Abstract: A number of recent studies have shown that a Deep Convolutional Neural Network (DCNN) pretrained on a large dataset can be adopted as a universal image description which leads to astounding performance in many visual classification tasks. Most of these studies, if not all, adopt activations of the fully-connected layer of a DCNN as the image or region representation and it is believed that convolutional layer activations are less discriminative. This paper, however, advocates that if used appropriately convolutional layer activations can be turned into a powerful image representation which enjoys many advantages over fully-connected layer activations. This is achieved by adopting a new technique proposed in this paper called cross-convolutional-layer pooling. More specifically, it extracts subarrays of feature maps of one convolutional layer as local features and pools the extracted features with the guidance of feature maps of the successive convolutional layer. Compared with exising methods that apply DCNNs in the local feature setting, the proposed method is significantly faster since it requires much fewer times of DCNN forward computation. Moreover, it avoids the domain mismatch issue which is usually encountered when applying fully connected layer activations to describe local regions. By applying our method to four popular visual classification tasks, it is demonstrated that the proposed method can achieve comparable or in some cases significantly better performance than existing fully-connected layer based image representations while incurring much lower computational cost.

• The paper introduces cross-convolutional-layer pooling to transform convolutional activations into effective regional descriptors with reduced computational demand.
• The paper demonstrates that utilizing convolutional layers yields robust image representations, achieving up to 73.5% accuracy on fine-grained tasks like Birds-200.
• The paper’s method eliminates extra encoding steps and challenges the reliance on fully-connected layers, offering efficient solutions for scene and object classification.

Cross-Convolutional Layer Pooling for Image Classification

The paper presents a novel method for image representation using deep convolutional neural networks (DCNNs), focusing on convolutional layer activations rather than the more commonly used fully-connected layers. The proposed technique, named cross-convolutional-layer pooling, advances the understanding and application of convolutional layers in the context of visual classification tasks. This method leverages convolutional layers' spatial information to create robust image representations at a reduced computational cost compared to traditional methods.

Overview and Methodology

Traditional approaches to utilizing DCNNs for image classification typically emphasize features from the fully-connected layers, which are perceived as more discriminative. This research, however, demonstrates that convolutional layer activations hold untapped potential for powerful image representation when processed with appropriate techniques. The core innovation of the paper lies in transforming convolutional layer features into effective regional descriptors through cross-convolutional-layer pooling.

Rather than extracting a global image representation from the fully-connected layers, the proposed method extracts subarrays of feature maps from one convolutional layer as local features. These are pooled using the guidance of successive layer feature maps. This approach significantly reduces computational demand by minimizing the frequency of DCNN forward computation, a notable advantage over methods requiring multiple forward computations for each local region representation. Moreover, it addresses domain mismatch issues, often encountered with fully-connected layer activations when applied to describe local image regions.

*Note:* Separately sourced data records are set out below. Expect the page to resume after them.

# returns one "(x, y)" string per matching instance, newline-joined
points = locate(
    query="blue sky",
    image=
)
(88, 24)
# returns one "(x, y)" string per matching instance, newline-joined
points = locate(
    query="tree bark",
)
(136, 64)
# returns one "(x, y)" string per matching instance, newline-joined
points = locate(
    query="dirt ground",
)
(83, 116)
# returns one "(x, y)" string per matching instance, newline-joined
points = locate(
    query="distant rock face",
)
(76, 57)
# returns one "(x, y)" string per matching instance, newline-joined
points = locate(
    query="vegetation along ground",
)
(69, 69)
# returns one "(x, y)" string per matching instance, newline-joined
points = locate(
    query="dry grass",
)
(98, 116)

The cross-convolutional-layer pooling combines several channel-specific pooling results without additional dictionary learning or encoding steps. This simplicity offers a computationally efficient alternative, while extensive experiments on datasets, including MIT-67 and Birds-200, demonstrate comparable or even superior performance to fully-connected layer methodologies, particularly in fine-grained and scene classification tasks.

Numerical Results

The technique was rigorously tested across four datasets for different visual classification tasks: scene classification (MIT-67), fine-grained object classification (Birds-200), generic object classification (Pascal VOC 2007), and attribute classification (H3D Human Attributes dataset). The results underline the efficacy of cross-layer pooling, notably achieving a remarkable balance of performance and computational efficiency. For example, on the Birds-200 dataset, the proposed method achieved 73.5% accuracy, outperforming many existing approaches that rely on more computational resources.

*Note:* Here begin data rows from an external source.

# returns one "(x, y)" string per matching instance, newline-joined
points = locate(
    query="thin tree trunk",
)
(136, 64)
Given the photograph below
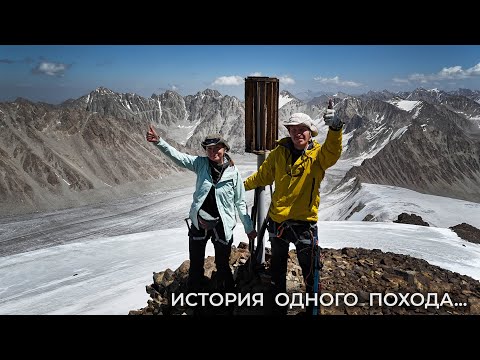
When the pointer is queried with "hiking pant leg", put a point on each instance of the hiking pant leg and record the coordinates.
(197, 241)
(224, 275)
(306, 250)
(278, 265)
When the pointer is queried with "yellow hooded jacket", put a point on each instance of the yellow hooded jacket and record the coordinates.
(296, 195)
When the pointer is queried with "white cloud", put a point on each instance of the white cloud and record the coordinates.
(336, 81)
(233, 80)
(402, 81)
(287, 80)
(50, 68)
(447, 73)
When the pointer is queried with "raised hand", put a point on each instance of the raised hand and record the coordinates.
(152, 135)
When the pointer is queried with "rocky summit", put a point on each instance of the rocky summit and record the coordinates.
(348, 281)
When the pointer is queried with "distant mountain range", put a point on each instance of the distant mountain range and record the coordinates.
(424, 140)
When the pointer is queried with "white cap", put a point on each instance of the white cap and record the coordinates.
(304, 119)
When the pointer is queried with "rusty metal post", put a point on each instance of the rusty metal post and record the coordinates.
(261, 132)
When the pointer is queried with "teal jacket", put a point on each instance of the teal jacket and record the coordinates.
(229, 191)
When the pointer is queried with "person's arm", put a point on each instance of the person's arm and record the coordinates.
(241, 205)
(181, 159)
(265, 175)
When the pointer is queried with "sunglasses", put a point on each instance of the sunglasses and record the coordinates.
(211, 141)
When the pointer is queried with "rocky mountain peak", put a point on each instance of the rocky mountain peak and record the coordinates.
(209, 92)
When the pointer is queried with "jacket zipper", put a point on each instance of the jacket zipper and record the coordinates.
(311, 193)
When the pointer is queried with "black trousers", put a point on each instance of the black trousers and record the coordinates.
(197, 242)
(304, 235)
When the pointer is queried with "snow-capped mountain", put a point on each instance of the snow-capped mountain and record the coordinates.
(426, 140)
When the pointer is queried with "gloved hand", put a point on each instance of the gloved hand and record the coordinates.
(332, 120)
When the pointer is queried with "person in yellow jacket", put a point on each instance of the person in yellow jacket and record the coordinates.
(297, 166)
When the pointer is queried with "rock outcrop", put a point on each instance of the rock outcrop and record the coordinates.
(467, 232)
(412, 219)
(347, 271)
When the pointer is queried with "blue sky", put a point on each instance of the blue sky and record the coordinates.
(55, 73)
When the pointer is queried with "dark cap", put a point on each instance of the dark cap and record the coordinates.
(214, 139)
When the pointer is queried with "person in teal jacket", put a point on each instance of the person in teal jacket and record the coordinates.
(219, 190)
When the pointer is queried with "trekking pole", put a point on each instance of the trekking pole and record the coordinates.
(316, 274)
(251, 243)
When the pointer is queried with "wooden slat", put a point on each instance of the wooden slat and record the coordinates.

Implications and Future Directions

This method's implications are significant both practically and theoretically. Practically, it offers a computationally efficient way to leverage pretrained DCNNs, which could facilitate broader adoption in resource-constrained environments. Theoretically, it challenges the conventional belief that fully-connected layers are inherently superior for generating image representations, highlighting instead that convolutional layers, if appropriately processed, can offer enhanced discriminative power.

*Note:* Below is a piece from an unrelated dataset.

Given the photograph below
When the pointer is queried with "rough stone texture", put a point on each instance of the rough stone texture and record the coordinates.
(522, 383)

Future developments could explore the integration of cross-convolutional-layer pooling with other neural network architectures. Additionally, extending the methodology to support unsupervised or semi-supervised tasks could enable its application in scenarios with limited labeled data. The feature extraction and computational efficiency advancements presented might influence future AI developments beyond image classification, potentially inspiring innovations in related fields such as object detection and semantic segmentation.

In conclusion, this research substantiates the potential of convolutional layers in DCNNs through cross-layer pooling, offering a promising direction for efficient and effective image representation. The impressive balance of accuracy and speed marks a notable contribution to the domain of visual recognition, with ongoing implications for the design and application of neural network models.